Votre frère avait l'obsession de faire réfléchir, l'obsession d'ouvrir les élèves, de les faire sortir de la passion, de les faire entrer dans la raison. Comment s'y prenait-il ?
Honnêtement, je ne l'ai jamais vu en classe, donc je ne sais pas exactement. Son obsession était le débat. C'était même un peu compliqué dans les réunions de famille, parfois. Les réunions de familles, c'est fait pour se rencontrer, raconter nos vies personnelles. Et là, souvent, on était plongés dans un cours, dans un débat d'idées plus ou moins philosophique, ou sur des problématiques politiques extrêmement complexes. Le débat était quelque chose qui l'animait en permanence. Il ne cherchait jamais à imposer ses idées. Jamais. Ce n'était pas quelqu'un de partisan. Ce n'était pas quelqu'un qui savait et qui voulait imposer aux autres ce qu'il savait. C'était quelqu'un qui voulait débattre.
C'est cela, un bon professeur, selon vous ?
Un bon prof, c'est celui qui va construire l'adulte de demain. Et pour construire l'adulte de demain, il y a deux facettes. Il faut apporter un minimum de savoir qui permet d'avoir les connaissances de base pour réfléchir, mais aussi muscler cette capacité à réfléchir, à mobiliser son intelligence dans la vie. Donc en ça, je pense qu'il était un très bon prof.
Ce lundi, il y aura une minute de silence dans les établissements scolaires en hommage à Dominique Bernard. Vous-même avez reçu beaucoup de marques de soutien. Est-ce que c'est vain ou est-ce que c'est vraiment important ?
Quand on est directement victime, c'est extrêmement important, les marques de soutien. Je tiens à souligner que, face au drame qui a secoué notre famille, les marques de soutien, que ce soit de l'État, de la population, de nos amis, de nos collègues, c'est ce qui fait tenir au départ. Après ce nouvel attentat, je n'attends pas que des soutiens. Aujourd'hui, j'ai un peu plus de rage qu'il y a trois ans. Il y a trois ans, on était trop effondrés pour pouvoir vraiment réagir, pour pouvoir demander des choses. Nous, la famille, on n'était pas là-dedans. Aujourd'hui, on a pu prendre de la distance, on a pu réfléchir à ce qui s'est passé.
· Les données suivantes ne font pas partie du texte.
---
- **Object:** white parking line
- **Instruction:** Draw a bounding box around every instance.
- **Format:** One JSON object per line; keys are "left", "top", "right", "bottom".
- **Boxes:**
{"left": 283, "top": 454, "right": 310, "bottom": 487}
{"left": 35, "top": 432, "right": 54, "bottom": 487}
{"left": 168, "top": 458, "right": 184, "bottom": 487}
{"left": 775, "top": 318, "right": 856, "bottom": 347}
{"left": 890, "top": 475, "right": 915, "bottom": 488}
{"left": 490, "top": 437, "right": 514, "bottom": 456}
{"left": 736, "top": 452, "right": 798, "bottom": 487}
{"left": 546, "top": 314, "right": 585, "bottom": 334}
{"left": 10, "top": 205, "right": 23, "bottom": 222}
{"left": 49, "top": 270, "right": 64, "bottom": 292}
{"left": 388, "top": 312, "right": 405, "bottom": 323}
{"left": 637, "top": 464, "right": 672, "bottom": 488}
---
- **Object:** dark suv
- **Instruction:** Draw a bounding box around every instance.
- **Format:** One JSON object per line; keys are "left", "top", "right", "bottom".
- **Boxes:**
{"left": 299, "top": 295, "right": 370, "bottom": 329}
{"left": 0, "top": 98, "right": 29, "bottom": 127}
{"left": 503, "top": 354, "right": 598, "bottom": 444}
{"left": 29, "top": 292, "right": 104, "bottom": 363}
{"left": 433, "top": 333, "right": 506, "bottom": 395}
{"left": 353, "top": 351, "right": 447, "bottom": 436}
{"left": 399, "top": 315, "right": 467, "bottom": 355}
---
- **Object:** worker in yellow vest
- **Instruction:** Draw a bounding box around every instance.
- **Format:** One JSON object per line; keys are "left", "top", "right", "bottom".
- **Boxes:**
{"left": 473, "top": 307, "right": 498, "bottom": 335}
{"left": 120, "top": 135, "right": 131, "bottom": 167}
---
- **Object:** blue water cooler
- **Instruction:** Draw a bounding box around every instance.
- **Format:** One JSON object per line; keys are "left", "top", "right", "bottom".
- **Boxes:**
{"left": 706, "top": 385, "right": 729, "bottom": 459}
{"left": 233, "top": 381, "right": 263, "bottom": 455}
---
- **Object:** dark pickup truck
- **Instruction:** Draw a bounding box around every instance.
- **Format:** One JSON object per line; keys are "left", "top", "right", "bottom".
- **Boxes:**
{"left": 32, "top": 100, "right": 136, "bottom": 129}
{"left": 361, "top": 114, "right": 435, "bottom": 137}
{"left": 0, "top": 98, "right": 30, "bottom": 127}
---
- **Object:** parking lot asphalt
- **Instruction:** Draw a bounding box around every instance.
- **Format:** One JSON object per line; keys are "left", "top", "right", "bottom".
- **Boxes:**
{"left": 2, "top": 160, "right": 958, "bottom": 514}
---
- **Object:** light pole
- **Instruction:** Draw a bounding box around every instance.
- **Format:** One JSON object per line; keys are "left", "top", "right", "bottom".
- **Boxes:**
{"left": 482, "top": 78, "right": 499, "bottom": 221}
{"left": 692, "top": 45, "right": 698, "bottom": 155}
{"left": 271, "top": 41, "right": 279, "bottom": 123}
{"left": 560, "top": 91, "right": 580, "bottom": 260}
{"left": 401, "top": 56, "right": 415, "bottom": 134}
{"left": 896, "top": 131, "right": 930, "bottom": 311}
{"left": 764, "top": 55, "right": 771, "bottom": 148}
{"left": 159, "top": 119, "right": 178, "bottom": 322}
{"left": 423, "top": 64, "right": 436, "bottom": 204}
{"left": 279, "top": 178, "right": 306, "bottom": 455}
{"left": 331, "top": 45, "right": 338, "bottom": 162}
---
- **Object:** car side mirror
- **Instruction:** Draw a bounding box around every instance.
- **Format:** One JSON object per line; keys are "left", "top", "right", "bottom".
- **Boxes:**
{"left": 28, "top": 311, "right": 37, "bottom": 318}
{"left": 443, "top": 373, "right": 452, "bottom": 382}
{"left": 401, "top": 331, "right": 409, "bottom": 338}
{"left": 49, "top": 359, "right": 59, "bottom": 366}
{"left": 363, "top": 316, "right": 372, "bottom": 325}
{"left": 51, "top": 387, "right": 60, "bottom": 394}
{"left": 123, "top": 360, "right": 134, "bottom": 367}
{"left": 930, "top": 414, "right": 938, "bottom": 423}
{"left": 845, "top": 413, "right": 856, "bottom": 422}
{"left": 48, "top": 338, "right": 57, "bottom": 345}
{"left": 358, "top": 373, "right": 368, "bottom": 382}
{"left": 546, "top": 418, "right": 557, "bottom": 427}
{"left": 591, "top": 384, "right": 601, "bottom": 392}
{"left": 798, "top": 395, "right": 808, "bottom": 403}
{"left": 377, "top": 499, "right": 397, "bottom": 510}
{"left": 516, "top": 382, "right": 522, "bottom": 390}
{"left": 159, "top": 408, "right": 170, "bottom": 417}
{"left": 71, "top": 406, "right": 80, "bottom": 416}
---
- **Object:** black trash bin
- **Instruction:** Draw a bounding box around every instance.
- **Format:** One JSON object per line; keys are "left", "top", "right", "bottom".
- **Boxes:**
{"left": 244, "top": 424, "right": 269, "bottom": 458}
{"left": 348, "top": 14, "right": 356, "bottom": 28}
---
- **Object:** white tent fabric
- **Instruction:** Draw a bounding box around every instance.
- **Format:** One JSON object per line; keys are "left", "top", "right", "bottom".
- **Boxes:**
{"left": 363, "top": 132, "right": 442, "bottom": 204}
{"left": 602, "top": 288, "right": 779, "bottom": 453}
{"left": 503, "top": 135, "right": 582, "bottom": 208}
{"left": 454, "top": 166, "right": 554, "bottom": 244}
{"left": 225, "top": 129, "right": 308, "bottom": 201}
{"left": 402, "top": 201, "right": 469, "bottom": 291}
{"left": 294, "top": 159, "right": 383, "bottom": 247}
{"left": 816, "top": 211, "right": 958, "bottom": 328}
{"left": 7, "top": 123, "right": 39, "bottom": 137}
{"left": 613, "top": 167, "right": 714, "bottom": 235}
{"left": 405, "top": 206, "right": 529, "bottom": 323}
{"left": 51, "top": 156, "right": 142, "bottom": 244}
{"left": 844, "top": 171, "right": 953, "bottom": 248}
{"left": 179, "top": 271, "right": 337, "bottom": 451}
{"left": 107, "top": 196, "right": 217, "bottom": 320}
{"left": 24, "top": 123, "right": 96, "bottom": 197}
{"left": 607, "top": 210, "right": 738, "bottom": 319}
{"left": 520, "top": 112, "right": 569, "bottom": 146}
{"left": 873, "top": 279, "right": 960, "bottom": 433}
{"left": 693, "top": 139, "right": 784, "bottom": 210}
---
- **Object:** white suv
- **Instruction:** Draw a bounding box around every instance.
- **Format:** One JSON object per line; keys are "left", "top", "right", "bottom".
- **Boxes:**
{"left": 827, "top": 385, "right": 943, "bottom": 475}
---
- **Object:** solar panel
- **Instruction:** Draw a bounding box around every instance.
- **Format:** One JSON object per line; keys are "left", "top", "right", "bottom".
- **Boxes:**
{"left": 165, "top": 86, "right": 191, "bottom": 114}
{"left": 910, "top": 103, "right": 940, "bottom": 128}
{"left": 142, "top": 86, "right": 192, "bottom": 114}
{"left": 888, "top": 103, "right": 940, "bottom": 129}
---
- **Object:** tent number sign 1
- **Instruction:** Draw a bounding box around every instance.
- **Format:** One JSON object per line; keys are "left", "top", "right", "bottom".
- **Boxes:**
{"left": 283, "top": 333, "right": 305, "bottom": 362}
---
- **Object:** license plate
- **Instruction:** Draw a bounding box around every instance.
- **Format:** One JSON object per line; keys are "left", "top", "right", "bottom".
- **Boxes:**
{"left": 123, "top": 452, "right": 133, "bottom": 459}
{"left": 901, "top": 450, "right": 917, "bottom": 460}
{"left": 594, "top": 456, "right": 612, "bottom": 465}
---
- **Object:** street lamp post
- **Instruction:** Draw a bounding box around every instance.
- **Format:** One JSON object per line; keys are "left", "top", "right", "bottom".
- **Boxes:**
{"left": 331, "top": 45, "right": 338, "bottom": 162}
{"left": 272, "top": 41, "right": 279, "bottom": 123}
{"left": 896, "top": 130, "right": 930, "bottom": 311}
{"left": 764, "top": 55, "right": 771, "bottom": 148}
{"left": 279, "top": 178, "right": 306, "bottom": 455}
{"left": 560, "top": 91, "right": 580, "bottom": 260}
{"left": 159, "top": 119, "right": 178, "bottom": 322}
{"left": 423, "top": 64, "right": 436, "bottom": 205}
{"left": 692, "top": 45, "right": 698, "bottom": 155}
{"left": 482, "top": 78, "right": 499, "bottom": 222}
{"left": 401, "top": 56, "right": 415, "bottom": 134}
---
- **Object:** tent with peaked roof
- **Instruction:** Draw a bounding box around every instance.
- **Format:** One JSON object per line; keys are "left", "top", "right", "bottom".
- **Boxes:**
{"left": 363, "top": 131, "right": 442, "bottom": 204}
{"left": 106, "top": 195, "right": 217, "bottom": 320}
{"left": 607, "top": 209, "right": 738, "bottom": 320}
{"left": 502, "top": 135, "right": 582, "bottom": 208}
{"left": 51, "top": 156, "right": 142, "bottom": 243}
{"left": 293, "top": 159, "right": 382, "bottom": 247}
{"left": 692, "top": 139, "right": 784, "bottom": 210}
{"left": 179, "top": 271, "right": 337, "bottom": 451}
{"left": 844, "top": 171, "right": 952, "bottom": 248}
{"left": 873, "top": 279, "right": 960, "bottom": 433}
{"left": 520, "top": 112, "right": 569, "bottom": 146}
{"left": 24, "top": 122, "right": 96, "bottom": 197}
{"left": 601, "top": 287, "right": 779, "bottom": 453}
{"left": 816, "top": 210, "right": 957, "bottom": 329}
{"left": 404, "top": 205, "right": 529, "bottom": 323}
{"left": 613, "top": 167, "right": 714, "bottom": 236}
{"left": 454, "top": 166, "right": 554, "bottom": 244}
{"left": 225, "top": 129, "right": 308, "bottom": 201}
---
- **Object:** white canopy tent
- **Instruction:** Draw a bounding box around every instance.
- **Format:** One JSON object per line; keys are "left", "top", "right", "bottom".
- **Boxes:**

Ce nouveau drame me fait ressentir plus de colère encore que lors de l'assassinat de Samuel.
Quelles sont vos attentes des pouvoirs publics ? Est-ce qu'il n'y a pas une forme d'impuissance ?
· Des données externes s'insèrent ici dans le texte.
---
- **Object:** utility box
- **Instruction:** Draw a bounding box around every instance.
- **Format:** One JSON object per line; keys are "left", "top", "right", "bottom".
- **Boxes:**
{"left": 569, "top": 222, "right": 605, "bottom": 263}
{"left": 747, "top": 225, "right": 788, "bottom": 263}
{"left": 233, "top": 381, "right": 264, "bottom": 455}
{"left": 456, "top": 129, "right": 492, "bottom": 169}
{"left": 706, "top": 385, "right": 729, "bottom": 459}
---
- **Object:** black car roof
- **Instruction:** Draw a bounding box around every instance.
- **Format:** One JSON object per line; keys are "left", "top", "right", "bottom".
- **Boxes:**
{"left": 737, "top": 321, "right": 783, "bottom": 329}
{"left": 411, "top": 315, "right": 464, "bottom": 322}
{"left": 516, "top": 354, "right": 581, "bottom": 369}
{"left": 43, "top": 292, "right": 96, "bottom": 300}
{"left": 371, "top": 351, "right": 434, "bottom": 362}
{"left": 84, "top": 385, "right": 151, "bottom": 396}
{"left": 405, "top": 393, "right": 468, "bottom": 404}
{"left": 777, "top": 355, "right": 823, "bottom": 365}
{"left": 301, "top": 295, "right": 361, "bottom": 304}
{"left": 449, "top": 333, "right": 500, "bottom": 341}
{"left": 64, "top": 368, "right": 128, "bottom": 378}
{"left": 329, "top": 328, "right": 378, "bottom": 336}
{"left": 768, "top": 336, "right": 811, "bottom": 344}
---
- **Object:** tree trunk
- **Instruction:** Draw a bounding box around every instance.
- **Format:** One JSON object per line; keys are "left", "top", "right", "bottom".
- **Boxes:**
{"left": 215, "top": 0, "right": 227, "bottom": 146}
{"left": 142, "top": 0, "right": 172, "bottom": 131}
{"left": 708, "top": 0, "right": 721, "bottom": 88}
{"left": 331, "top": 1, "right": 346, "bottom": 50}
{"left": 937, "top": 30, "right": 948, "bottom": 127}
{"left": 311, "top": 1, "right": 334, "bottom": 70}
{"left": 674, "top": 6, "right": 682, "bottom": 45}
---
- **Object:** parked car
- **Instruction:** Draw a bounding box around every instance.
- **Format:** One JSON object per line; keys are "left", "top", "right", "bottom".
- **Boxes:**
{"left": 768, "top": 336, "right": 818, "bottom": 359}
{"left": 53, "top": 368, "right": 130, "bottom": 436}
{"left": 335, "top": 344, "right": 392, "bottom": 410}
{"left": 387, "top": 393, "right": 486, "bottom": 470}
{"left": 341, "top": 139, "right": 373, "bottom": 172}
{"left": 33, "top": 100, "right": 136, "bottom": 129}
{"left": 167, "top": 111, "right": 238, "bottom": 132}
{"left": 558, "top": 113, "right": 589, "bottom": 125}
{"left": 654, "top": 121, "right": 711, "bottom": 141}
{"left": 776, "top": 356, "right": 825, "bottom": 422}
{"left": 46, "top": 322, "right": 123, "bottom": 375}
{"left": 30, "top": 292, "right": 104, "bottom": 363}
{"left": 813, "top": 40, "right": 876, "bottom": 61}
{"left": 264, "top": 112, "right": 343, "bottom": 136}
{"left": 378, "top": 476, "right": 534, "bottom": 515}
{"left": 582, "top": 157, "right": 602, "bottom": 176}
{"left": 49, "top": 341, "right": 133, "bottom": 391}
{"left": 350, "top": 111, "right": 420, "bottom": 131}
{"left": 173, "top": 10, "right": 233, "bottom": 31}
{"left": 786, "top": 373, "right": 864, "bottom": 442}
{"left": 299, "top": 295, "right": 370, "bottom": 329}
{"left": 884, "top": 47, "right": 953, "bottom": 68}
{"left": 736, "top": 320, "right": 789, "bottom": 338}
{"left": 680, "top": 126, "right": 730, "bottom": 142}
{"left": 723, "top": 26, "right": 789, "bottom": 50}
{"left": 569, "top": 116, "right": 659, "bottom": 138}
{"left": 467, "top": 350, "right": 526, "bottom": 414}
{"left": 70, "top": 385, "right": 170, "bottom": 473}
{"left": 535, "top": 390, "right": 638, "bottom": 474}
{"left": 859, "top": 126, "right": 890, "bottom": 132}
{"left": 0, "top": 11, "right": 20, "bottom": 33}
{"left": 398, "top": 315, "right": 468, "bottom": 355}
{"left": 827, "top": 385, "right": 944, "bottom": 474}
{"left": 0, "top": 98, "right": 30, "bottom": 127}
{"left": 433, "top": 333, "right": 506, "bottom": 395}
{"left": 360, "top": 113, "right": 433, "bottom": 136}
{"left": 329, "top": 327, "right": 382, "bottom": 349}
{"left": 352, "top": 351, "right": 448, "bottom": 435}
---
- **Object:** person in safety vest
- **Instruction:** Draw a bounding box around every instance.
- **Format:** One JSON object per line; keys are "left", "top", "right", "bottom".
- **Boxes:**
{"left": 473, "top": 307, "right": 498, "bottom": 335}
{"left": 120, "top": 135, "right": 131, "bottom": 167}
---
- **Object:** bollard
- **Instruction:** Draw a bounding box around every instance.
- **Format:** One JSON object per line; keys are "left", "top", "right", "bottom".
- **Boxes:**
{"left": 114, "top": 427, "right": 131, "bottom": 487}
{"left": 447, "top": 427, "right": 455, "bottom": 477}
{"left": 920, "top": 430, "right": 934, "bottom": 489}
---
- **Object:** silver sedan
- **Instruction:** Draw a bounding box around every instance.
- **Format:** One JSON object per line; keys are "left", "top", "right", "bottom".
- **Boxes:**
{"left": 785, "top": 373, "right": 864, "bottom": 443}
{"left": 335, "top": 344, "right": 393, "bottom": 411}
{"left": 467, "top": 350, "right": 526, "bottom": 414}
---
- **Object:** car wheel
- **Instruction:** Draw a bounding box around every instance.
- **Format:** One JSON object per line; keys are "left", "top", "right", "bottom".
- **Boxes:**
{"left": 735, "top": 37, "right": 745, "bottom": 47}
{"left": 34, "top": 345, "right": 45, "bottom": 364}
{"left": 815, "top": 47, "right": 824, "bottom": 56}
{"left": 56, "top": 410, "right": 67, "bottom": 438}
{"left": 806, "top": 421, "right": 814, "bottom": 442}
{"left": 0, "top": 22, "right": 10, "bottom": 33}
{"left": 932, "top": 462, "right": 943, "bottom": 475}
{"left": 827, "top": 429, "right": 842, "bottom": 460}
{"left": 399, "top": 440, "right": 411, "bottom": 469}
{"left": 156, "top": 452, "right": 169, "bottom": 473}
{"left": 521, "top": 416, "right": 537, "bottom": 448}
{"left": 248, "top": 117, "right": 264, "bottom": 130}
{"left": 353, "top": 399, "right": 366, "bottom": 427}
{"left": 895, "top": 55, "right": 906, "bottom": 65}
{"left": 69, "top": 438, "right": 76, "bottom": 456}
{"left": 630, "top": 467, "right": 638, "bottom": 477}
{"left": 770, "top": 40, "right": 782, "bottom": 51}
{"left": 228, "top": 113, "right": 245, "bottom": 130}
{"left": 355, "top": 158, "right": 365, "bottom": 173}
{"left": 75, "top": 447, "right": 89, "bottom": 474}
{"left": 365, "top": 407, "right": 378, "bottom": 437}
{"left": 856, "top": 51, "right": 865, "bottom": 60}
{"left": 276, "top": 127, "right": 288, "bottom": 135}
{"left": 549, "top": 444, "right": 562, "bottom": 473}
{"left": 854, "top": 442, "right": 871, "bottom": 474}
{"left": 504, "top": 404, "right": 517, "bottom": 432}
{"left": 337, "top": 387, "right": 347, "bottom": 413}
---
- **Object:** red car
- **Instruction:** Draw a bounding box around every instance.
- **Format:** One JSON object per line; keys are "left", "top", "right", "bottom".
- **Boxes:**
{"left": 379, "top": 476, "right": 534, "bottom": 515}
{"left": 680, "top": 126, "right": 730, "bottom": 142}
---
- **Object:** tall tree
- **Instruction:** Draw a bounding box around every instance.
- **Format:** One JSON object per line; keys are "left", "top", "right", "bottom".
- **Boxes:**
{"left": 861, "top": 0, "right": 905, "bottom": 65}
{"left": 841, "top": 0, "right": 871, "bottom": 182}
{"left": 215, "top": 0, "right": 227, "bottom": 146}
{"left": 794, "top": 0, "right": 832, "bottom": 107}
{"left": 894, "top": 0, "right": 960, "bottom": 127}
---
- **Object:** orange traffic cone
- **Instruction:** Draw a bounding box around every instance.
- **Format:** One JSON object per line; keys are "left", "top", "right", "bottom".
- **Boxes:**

Honnêtement, je n'ai pas la solution. Ce n'est pas en transformant nos écoles ou bâtiments publics en bunkers qu'on va régler le problème. Si quelqu'un veut tuer un prof aujourd'hui, il n'y a pas besoin d'être une organisation terroriste internationale. C'est très simple, c'est trop simple, un prof à tuer. Tant que le terreau qui permet à des jeunes de construire ce genre de projet existe, il y aura des terroristes qui pourront passer à l'acte. L'école est évidemment un lieu important. Mais elle ne peut pas tout faire toute seule.
On vous sent parfois prête à céder au découragement.
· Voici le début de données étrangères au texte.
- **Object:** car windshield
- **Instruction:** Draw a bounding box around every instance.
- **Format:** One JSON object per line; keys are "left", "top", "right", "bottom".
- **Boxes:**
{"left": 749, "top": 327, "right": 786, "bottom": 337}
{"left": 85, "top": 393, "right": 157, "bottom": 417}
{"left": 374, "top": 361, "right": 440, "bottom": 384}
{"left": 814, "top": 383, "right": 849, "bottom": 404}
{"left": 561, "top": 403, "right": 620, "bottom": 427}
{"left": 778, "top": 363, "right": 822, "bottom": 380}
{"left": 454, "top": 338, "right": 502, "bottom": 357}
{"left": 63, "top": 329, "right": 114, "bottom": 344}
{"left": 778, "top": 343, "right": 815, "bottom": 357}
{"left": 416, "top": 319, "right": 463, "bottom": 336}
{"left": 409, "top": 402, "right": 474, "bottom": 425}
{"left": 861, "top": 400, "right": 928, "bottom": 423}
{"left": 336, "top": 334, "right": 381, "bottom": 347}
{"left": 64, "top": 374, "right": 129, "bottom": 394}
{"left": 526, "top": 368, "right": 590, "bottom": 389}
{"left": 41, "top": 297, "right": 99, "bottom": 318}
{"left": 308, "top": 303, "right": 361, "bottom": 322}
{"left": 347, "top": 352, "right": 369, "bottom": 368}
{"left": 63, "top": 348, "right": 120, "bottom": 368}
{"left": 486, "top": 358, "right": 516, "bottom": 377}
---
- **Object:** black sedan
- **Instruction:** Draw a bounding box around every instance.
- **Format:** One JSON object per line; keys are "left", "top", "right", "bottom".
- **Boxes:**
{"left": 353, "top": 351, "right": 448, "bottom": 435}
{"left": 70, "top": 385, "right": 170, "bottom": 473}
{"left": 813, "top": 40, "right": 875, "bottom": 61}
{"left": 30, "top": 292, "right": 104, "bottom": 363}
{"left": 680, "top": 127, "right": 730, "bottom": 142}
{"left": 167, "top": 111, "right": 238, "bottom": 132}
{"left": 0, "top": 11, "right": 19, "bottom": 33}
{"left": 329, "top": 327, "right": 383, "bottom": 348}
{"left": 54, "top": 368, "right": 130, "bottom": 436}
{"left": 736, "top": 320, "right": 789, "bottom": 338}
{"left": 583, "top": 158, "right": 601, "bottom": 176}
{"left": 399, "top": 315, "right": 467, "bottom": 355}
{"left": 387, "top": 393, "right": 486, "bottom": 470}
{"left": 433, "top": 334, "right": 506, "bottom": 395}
Ce n'est pas faux. Quand on n'a aucune idée de comment résoudre un problème, c'est compliqué d'être optimiste sur l'avenir. J'aimerais sentir qu'on est sur la bonne pente pour retrouver un peu d'optimisme.
Mais il y a les livres, et les élèves. Et ce prix qui porte le nom de votre frère, qui a été remis samedi à La Sorbonne, à Paris.
C'était super, cette cérémonie du prix Samuel-Paty. Je remercie énormément tous les profs, même ceux qui n'étaient pas là et qui n'ont pas gagné de prix, d'engager leurs élèves dans ce genre de projet qui est extrêmement formateur pour des collégiens et des lycéens. Mais on a qu'un échantillon de la jeunesse française qui participe à ce genre de prix. On ne peut quand même pas dire que la majorité des collégiens ou des lycéens ont accès à ce genre de projet. Honnêtement, je suis vraiment reconnaissant du travail que font les professeurs aujourd'hui sur le terrain. Ils ont toute mon estime. Mais ce n'est pas eux tous seuls qui vont changer radicalement les choses.